Ai sensi del D.P.R. 8 giugno 2001, n. 327, art. 55 (Testo unico delle disposizioni legislative e regolamentari in materia di espropriazione per pubblica utilita’), nel testo sostituito dalla L. 24 dicembre 2007, n. 244, art. 2, comma 89, lett. e) nel caso di utilizzazione di un suolo edificabile per scopi di pubblica utilita’, in assenza di valido ed efficace provvedimento di esproprio alla data del 30 settembre 1996 (con disposizione applicabile anche ai giudizi pendenti alla data del 1 gennaio 1997: ibidem, comma 2), il risarcimento del danno e’ liquidato in misura pari al valore venale del bene.

In assenza della necessita’ di ulteriori indagini di fatto, alla cassazione, in parte qua, della sentenza, puo’ seguire la decisione nel merito.

Nella specie, la Corte d’appello di Palermo, sulla base delle conclusioni del consulente tecnico d’ufficio, ha stimato, con accertamento esente da vizi logici, in L. 76.000.001, pari ad Euro 39.250,00, la porzione di terreno acquisita il 7 gennaio 1984 e in L. 110.000.000, pari ad Euro 56.810,00, quella acquisita il 5 aprile 1987.

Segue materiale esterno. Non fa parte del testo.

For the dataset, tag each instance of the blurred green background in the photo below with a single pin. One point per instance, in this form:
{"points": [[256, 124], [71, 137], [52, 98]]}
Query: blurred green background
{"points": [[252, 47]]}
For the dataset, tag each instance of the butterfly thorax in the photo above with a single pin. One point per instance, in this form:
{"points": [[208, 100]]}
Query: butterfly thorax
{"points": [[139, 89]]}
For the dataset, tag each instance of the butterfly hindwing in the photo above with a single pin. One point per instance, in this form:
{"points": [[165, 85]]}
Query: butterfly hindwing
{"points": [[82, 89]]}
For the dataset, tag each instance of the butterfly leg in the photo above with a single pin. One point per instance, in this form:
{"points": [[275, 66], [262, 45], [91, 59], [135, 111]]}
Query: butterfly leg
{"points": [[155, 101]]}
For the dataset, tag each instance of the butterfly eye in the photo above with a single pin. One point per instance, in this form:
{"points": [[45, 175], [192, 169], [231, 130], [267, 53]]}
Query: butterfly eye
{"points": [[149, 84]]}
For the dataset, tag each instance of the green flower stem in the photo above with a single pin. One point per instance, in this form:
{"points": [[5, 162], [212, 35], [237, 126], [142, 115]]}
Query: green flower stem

Trattandosi di obbligazione risarcitoria, le somme anzidette sono soggette a rivalutazione alla data odierna: rispettivamente in Euro 97.192,00, pari a L. 188.191.000 (coeff. 2,4762) ed in Euro 116.461,00, pari a L. 225.500.000 (coeff. 2,05). Eventuali pagamenti intercorsi nelle more del giudizio, aventi titolo nelle sentenze di merito, andranno detratti in sede esecutiva.

Sulle sorti – capitale sopra liquidate in Euro 39.250,00 ed in Euro 56.810,00, via via rivalutate annualmente, sono dovuti gli interessi legali dalle rispettive date di scadenza del periodo di occupazione legittima.

Resta invece invariata la determinazione delle indennita’ per l’occupazione legittima dei fondi: operata dalla corte territoriale, in unico grado, senza applicazione, ratione temporis, L. n. 359 del 1992, art. 5 bis dichiarato incostituzionale.

E’ infondato, infine, il ricorso incidentale condizionato, volto ad una mera rettifica della motivazione, senz’alcun riflesso caducatorio sulla decisione.

Le spese del giudizio di cassazione seguono la soccombenza e vengono liquidate come in dispositivo, sulla base del valore ritenuto in sentenza e del numero e complessita’ delle questioni trattate. Merita invece conferma il regolamento delle spese enunciato nella sentenza impugnata, in considerazione dell’esito del relativo gravame.

P.Q.M.

Riunisce i ricorsi;

provvedendo sul ricorso principale, cassa la sentenza impugnata nei sensi di cui in motivazione e, decidendo nel merito, determina il risarcimento del danno in Euro 97.192,00 ed in Euro 116.461,00, con gli interessi legali precisati in motivazione;

rigetta il ricorso incidentale;

condanna il comune di Cefalu’ alla rifusione delle spese giudiziali, liquidate in complessivi Euro 3.700,00, di cui Euro 3.500,00 per onorari, oltre le spese generali e gli accessori di legge.

Così deciso in Roma, il 17 dicembre 2010.